Like neighbouring Latvia, its market economy is now functioning, but it will take time and more reforms before it is ready to be part of the EU.
The reform of the legal system and the judiciary have made significant progress but steps to fight corruption have faltered as they lack the necessary enforcement agencies.
Taxation and agriculture are singled out as in particular need of reform, both in terms of adopting legislation and carrying it through administratively.
Most importantly, as Lithuania notches up its chapters, it desperately needs to strengthen its administration so that they can actually be implemented.
Although Malta may lag behind its competitors in closing chapters of the EU law, in other respects it is among the best placed to meet the membership criteria.
Its institutions are democratic and function smoothly.
Human and civil rights are respected although the EU raises some cautions concerning refugees and gender equality.
Its market is also ready to cope with the union's market forces.

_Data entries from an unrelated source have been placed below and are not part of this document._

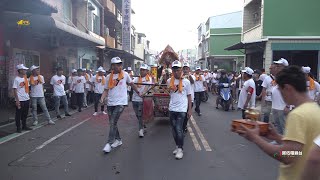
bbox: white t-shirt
[50,75,66,96]
[167,78,191,112]
[272,85,286,110]
[68,76,77,91]
[313,135,320,147]
[12,76,30,101]
[104,71,132,106]
[132,77,152,102]
[194,75,205,92]
[29,75,45,97]
[90,76,106,94]
[262,76,273,102]
[73,76,87,93]
[307,81,320,100]
[238,79,256,109]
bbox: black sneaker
[22,127,32,131]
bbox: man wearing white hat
[132,64,152,137]
[68,69,77,109]
[50,67,71,119]
[29,65,55,126]
[238,67,256,119]
[167,60,192,159]
[183,62,196,133]
[302,66,320,101]
[90,66,107,116]
[194,66,208,116]
[12,64,32,133]
[100,57,140,153]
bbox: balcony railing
[104,35,116,48]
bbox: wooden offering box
[231,119,269,136]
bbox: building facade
[198,11,244,71]
[227,0,320,78]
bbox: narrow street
[0,95,278,180]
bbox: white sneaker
[111,140,122,148]
[32,121,38,126]
[172,146,178,155]
[139,129,144,137]
[176,148,183,159]
[103,143,111,153]
[48,120,56,125]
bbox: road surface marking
[17,117,91,162]
[36,117,91,150]
[0,105,92,145]
[190,116,212,151]
[188,124,201,151]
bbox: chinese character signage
[122,0,131,52]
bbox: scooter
[218,83,233,111]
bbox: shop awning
[104,47,144,61]
[224,39,267,51]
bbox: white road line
[188,124,201,151]
[36,117,91,150]
[190,116,212,151]
[17,117,91,162]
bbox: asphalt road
[0,96,278,180]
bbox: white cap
[172,60,182,68]
[140,64,149,70]
[97,66,104,72]
[273,58,289,66]
[241,67,254,76]
[111,57,122,64]
[30,65,39,71]
[183,62,190,67]
[17,64,29,70]
[302,66,311,74]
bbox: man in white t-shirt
[29,65,55,126]
[90,66,107,116]
[167,60,192,159]
[238,67,256,119]
[183,62,196,133]
[68,69,77,109]
[100,57,140,153]
[132,64,152,137]
[302,66,320,101]
[50,67,71,119]
[73,69,87,112]
[194,66,208,116]
[271,58,290,134]
[301,135,320,180]
[12,64,32,133]
[261,64,275,123]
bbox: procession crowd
[13,57,320,180]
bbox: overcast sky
[131,0,243,51]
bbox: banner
[122,0,131,52]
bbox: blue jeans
[54,95,69,116]
[107,105,124,144]
[170,111,187,149]
[272,109,286,135]
[132,101,143,130]
[31,97,51,121]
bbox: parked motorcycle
[218,83,232,111]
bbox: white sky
[131,0,243,51]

After a surge in legislative momentum last year, Malta is close to alignment with the EU in many areas but agriculture and the environment are still far behind.
Poland was once considered a sure bet to be among the first to join the EU.

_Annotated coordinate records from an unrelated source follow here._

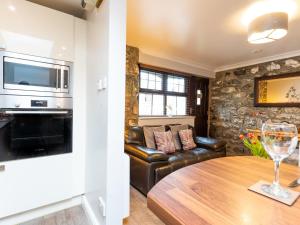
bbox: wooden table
[148,156,300,225]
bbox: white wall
[72,18,87,196]
[0,15,87,225]
[84,0,129,225]
[139,51,215,78]
[0,0,74,62]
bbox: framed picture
[254,72,300,107]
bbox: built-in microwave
[0,51,72,97]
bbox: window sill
[139,116,195,120]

But recently it has begun lagging behind and has lost momentum in its push to achieve alignment with EU law.
Efforts to bring its administration up to scratch to deal with the new laws have also begun to flag.
However, its economy is still considered reasonably healthy and provided reform continues should be ready to join the internal market in the near term.

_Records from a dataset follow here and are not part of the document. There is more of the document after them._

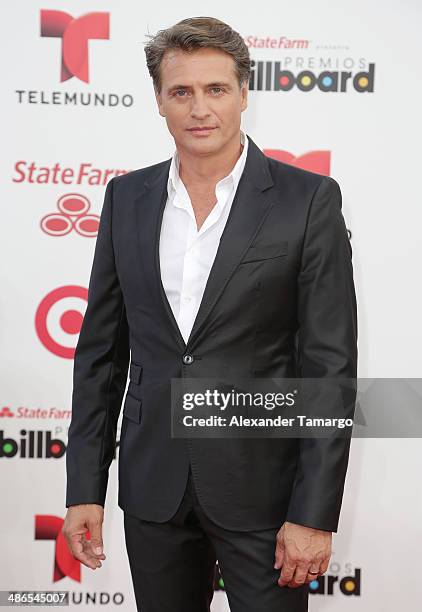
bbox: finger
[83,539,101,567]
[88,521,104,557]
[277,561,296,586]
[289,565,308,589]
[72,542,101,569]
[274,541,284,569]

Importantly for EU concerns on immigration, progress has been made controlling what will be one of the union's external borders to the east.
But disappointingly, there is still no clear strategy for Poland's massive and underdeveloped agriculture sector - an industry that could put serious strain on the EU's purse-strings in the future.
At the bottom of the class among the candidates, Romania has an enormous amount to do before it can hope to join the European Union.
"Romania cannot be regarded as a functioning market economy and is not able to cope with competitive pressure and market forces within the union in the medium term," said the latest progress report.
The EU is still deeply worried by the human rights situation in the country, particularly high levels of discrimination against the Roma and the treatment of institutionalised children.
Agriculture needs a major overhaul.
The major problem for Romania is its weak decision-making system and poor administration which is hampering any hope of progress.
Until this is addressed, Romania will continue to lag behind.
Since the change of government in Slovakia, the former bad-boy of the candidate countries has been speeding ahead with reforms.
For a long time it did not even meet the basic political criteria for accession but now it has made progress in stabilising its democratic institutions.
However the economy is stable and should be ready to face the internal market in the medium term.
But Slovakia's progress has been patchy. While making significant progress on the internal market and, to some extent, on social policy and employment, agriculture, the environment and the judiciary are still in serious trouble.
Slovenia has kept its place at the top of the list for some time now and looks certain to be one of the first new members.
Its market economy is considered ready for the internal market, barring a few more reforms to increase competition.
This is backed up by a strong legal and institutional framework.
Slovenia has made good progress across the board in adopting EU law, though concerns remain on the free movement of people and telecommunications.
Vitally it is also providing the administrative structures to implement the laws, standing it in good stead for the final push towards accession.
Although it is a candidate country, Turkey's political situation means that it has not yet begun negotiating chapters of legislation.
The basic conditions of a functioning democracy - known as the Copenhagen criteria - have to be in place before this process can begin.
Turkey will have to push through some fundamental changes, including the abolition of the death penalty, before it can set off on the road to European integration.